Why can't a Num be compared to 0?

Question

This function is incorrect and won't compile:

checkIsZero :: (Num a) => a -> String
checkIsZero a = if a == 0
                  then "Zero"
                  else "Not zero"

This doesn't work because of the comparison between a Num and 0 in the expression a == 0. Changing Num to Integral makes this a valid function.

What is this wicked sorcery that doesn't let me compare my numbers to 0?!

Answer 1

Num requires instances to implement +, *, abs, signum, and fromInteger. Note that == isn't on the list! It's instances of the Eq typeclass that must implement ==.

So, the Num constraint is not sufficient - you need an Eq constraint too. The following will compile.

checkIsZero :: (Eq a, Num a) => a -> String
checkIsZero a | a == 0    = "Zero"
              | otherwise = "Not zero"

Integral works because something which is an instance of Integral must itself be an instance of Ord, which in turn must be an instance of Eq.

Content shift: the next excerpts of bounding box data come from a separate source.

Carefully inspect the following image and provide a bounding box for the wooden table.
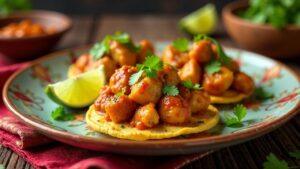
[0,15,300,169]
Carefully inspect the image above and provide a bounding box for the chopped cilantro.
[263,153,289,169]
[173,38,189,52]
[116,89,126,97]
[89,32,141,60]
[129,55,163,85]
[111,32,130,44]
[289,150,300,159]
[194,34,231,65]
[90,36,110,60]
[205,60,221,74]
[51,106,75,121]
[163,85,179,96]
[224,105,247,128]
[181,79,202,90]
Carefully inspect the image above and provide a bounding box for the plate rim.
[2,45,300,148]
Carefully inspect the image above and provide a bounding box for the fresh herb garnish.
[263,153,289,169]
[0,0,32,16]
[289,150,300,159]
[129,55,163,86]
[194,34,231,65]
[239,0,300,30]
[173,38,189,52]
[90,32,141,60]
[116,89,126,97]
[90,35,110,60]
[204,60,221,75]
[111,32,130,44]
[51,106,75,121]
[254,86,274,100]
[224,105,247,128]
[181,79,202,90]
[163,85,179,96]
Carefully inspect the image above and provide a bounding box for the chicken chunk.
[89,56,117,79]
[130,103,159,130]
[158,64,180,86]
[105,95,138,123]
[159,96,191,125]
[110,41,138,66]
[129,77,162,105]
[189,40,213,63]
[162,46,189,68]
[138,40,154,63]
[225,60,240,73]
[233,72,255,94]
[189,90,210,113]
[178,59,202,84]
[109,66,137,94]
[94,86,114,113]
[203,67,233,95]
[178,84,191,100]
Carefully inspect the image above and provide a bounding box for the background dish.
[222,1,300,59]
[0,10,72,60]
[3,43,300,155]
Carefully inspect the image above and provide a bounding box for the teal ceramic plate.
[3,44,300,155]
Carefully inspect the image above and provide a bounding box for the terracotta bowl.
[222,1,300,59]
[0,11,72,60]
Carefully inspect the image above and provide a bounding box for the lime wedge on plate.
[45,66,105,108]
[179,4,218,34]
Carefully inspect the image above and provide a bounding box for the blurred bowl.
[222,1,300,59]
[0,10,72,60]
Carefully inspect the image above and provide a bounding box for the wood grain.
[0,15,300,169]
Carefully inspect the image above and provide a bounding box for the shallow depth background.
[32,0,233,14]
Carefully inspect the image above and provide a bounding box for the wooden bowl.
[222,1,300,59]
[0,11,72,60]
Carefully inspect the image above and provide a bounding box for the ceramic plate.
[3,44,300,155]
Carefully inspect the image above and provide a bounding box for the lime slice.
[179,4,218,34]
[45,66,105,108]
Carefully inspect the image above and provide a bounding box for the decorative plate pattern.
[3,43,300,154]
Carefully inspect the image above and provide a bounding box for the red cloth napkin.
[0,57,211,169]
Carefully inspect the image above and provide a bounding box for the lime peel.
[45,66,106,108]
[179,3,218,34]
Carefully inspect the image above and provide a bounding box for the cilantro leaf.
[116,89,126,97]
[181,79,202,90]
[233,105,247,121]
[51,106,75,121]
[163,85,179,96]
[143,55,163,70]
[289,150,300,159]
[224,105,247,128]
[173,38,189,52]
[0,0,32,16]
[89,36,110,60]
[126,42,142,52]
[263,153,289,169]
[112,32,130,44]
[204,60,221,74]
[194,34,231,65]
[129,70,143,86]
[144,68,158,78]
[254,86,274,100]
[129,55,163,85]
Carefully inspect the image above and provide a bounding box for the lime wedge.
[179,4,218,34]
[45,66,105,108]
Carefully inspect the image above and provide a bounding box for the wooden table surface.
[0,15,300,169]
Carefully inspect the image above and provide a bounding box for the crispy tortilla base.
[86,105,219,141]
[210,90,250,104]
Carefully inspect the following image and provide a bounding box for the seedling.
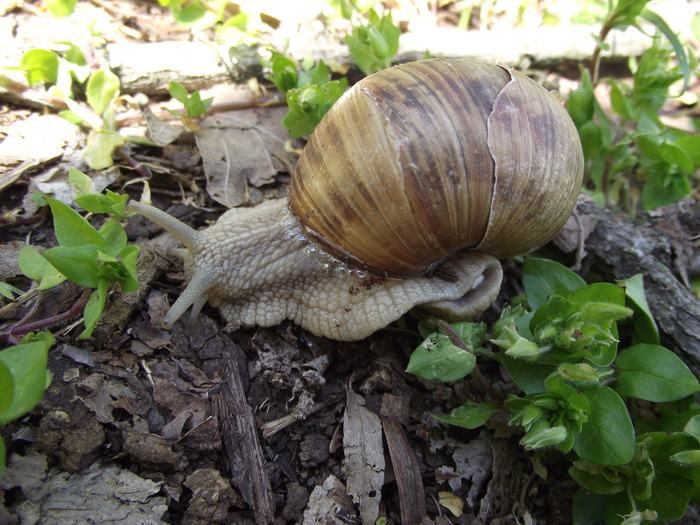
[407,258,700,524]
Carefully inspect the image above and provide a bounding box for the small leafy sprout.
[345,9,401,75]
[168,82,214,119]
[567,0,700,212]
[270,54,348,138]
[18,49,58,86]
[408,257,700,524]
[0,332,54,476]
[11,39,127,170]
[20,170,139,339]
[45,0,78,17]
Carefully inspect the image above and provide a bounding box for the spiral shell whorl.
[290,59,583,276]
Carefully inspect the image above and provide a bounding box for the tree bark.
[576,194,700,376]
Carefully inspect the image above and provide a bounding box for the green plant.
[345,9,401,75]
[19,170,139,339]
[270,53,348,138]
[168,82,214,119]
[568,0,700,212]
[0,332,54,476]
[6,42,134,169]
[407,258,700,525]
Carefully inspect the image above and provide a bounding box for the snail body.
[130,59,583,340]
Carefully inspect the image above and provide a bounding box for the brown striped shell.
[290,59,583,276]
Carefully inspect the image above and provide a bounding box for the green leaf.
[451,322,486,350]
[270,55,303,93]
[671,450,700,467]
[118,244,140,292]
[674,135,700,168]
[185,91,214,118]
[99,217,127,257]
[0,281,24,300]
[523,257,586,310]
[45,0,78,18]
[406,333,476,382]
[571,488,608,525]
[433,401,500,429]
[574,387,635,466]
[83,129,126,170]
[43,244,100,288]
[644,474,693,523]
[46,197,105,248]
[617,273,659,344]
[168,82,189,104]
[615,344,700,403]
[86,69,120,115]
[19,244,66,290]
[19,49,58,86]
[0,332,54,426]
[502,356,555,395]
[520,424,569,450]
[78,279,109,339]
[0,361,15,414]
[0,436,7,479]
[566,81,595,130]
[68,168,95,195]
[683,415,700,443]
[640,9,693,91]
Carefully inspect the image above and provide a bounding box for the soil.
[0,2,692,525]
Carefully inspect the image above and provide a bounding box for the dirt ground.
[0,1,692,525]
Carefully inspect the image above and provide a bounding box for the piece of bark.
[576,194,700,375]
[183,468,243,525]
[301,474,358,525]
[382,417,425,525]
[343,385,385,523]
[214,338,275,524]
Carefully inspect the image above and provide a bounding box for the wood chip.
[343,386,385,523]
[382,417,425,525]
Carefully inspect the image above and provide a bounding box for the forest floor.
[0,0,690,525]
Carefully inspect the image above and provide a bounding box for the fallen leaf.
[301,474,358,525]
[195,128,276,208]
[143,108,186,146]
[183,468,245,525]
[438,491,464,518]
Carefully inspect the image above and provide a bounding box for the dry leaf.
[2,454,168,525]
[438,490,464,518]
[343,386,385,523]
[301,474,356,525]
[143,108,185,146]
[195,128,276,208]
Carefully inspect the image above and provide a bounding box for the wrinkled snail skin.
[129,199,502,341]
[130,59,583,340]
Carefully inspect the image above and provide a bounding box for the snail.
[130,59,583,340]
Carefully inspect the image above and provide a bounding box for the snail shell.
[290,59,583,276]
[129,59,583,340]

You can check all this stuff by using hoogle and digging into the source.

Answer 2

The reason for not requiring an Eq instance to define a Num instance is that it would rule out useful instances like

instance Num b => Num (a -> b) where
    f + g    = \x -> f x + g x
    f - g    = \x -> f x - g x
    f * x    = \x -> f x * g x
    abs f    = \x -> abs (f x)
    signum f = \x -> signum (f x)
    fromInteger = const . fromInteger

because you can't write an Eq instance for a function.

Answer 3

If data is an instance of Num a, it is not a grantee , that this data is an instance of Eq a.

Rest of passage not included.